Armando Olivares nos relató que poco después, en enero, junto con otros compañeros asistió a una reunión del sindicalismo combativo en Córdoba, convocada por Agustín Tosco y Raimundo Ongaro para elaborar un plan de acción contra la dictadura de Juan Carlos Onganía.
Dicha reunión fue prohibida, pero igualmente celebrada desde la clandestinidad. Al regresar a Neuquén se enteran de que fueron expulsados de la UOCRA, como represalia porque ellos, como delegados con mandato de asamblea, habían participado de esa reunión del sindicalismo combativo. Por ello movilizan a sus compañeros y el 13 de febrero de 1970 decretaron la huelga. Durante la medida de fuerza se realizaban asambleas todos los martes con orden del día abierto; se eligieron delegados por sector en asambleas y resolvieron reclamos como ascensos, porcentajes por trabajos especiales, la provisión de agua caliente y frenar el maltrato de los capataces italianos, entre otras reivindicaciones. Además, se organizaron barricadas para resistir la presión del gobierno, y se realizaban ollas populares.
A los pocos días de iniciada esta segunda etapa de la huelga, la UOCRA la decretó ilegal. Sin demoras, agentes de la Policía Federal comenzaron a llegar a la fábrica.
Una semana después de iniciada la huelga, fue designado gobernador de la provincia Felipe Sapag. El flamante mandatario se ofreció como mediador en el conflicto, pero fue rechazado por el Ministerio de Trabajo. En tanto, la empresa ofrecía pagar la quincena si se volvía a trabajar o renunciar y volver a las provincias. Después de diez días de medidas, compañeros de otras empresas volvieron a trabajar. La última asamblea fue realizada el 13 de marzo de 1970 “para considerar la propuesta final de la comisión mediadora integrada por representantes de la dictadura”. Asistieron, entre otros, el obispo De Nevares y Sapag.

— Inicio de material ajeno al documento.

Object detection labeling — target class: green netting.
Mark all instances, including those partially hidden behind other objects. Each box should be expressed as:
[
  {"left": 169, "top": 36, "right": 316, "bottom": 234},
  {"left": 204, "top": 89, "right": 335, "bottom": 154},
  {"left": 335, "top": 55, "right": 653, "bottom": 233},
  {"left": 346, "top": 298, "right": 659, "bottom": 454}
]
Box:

“El obispo y la dirección del Partido Comunista nos hicieron llegar sus opiniones favorables a la propuesta", relató Olivares. “La misma consistía en que si aceptábamos dejar de ser delegados, se convocaba a elecciones de inmediato y podíamos presentar candidatos. En ese momento sabíamos que estábamos derrotados. Éramos unos 300 en huelga. Del resto de los 1.200 la mayoría habían regresado a sus provincias y el resto volvieron a sus puestos de trabajo. Los 800 obreros de otras empresas subcontratistas estaban trabajando. Abrí la asamblea como me lo había pedido Antonio y le dí la palabra al cura obrero. Pascual, con vos cansada y algo insegura, explicó brevemente la propuesta y pidió que se debatiera. Se debatió y se rechazó la propuesta. Los compañeros estaban en silencio. En sus rostros curtidos se veía cansancio, tensión y resignación. El debate continuó con redoblada energía con un discurso cargado de subjetivismo. Sentenciaba que aceptar significaba claudicar y no respetarse a sí mismos.”
La lucha clasista del Chocón tuvo el apoyo unánime de la clase trabajadora y de otros sectores sociales, pero no logró todos sus objetivos.
Triunfó porque hizo tambalear aún más a la dictadura, de Onganía que ya había recibido durante el Cordobazo un primer e importante cimbronazo. Además, instaló un ejemplo en la historia para el conjunto de la clase trabajadora.
Pero la empresa hidroeléctrica fue retomada por las fuerzas de represión. La dictadura tuvo que acudir a 800 hombres armados para poder recuperar la central ocupada por los obreros. Los dirigentes fueron apresados, esposados y enviados en un avión militar a Buenos Aires y soltados ante la presión popular.
A pesar de todo, Antonio no había bajado las banderas ni huido. Lo tuvieron que apresar por la fuerza. La “derrota” de los obreros fue una contundente "victoria" moral.
Homenaje
Los amigos y compañeros de Antonio Alac le realizaron un sentido homenaje a su pérdida. Recopilamos y sintetizamos las palabras pronunciadas en el acto, material suministrado por sus hijos Carolina y Matías.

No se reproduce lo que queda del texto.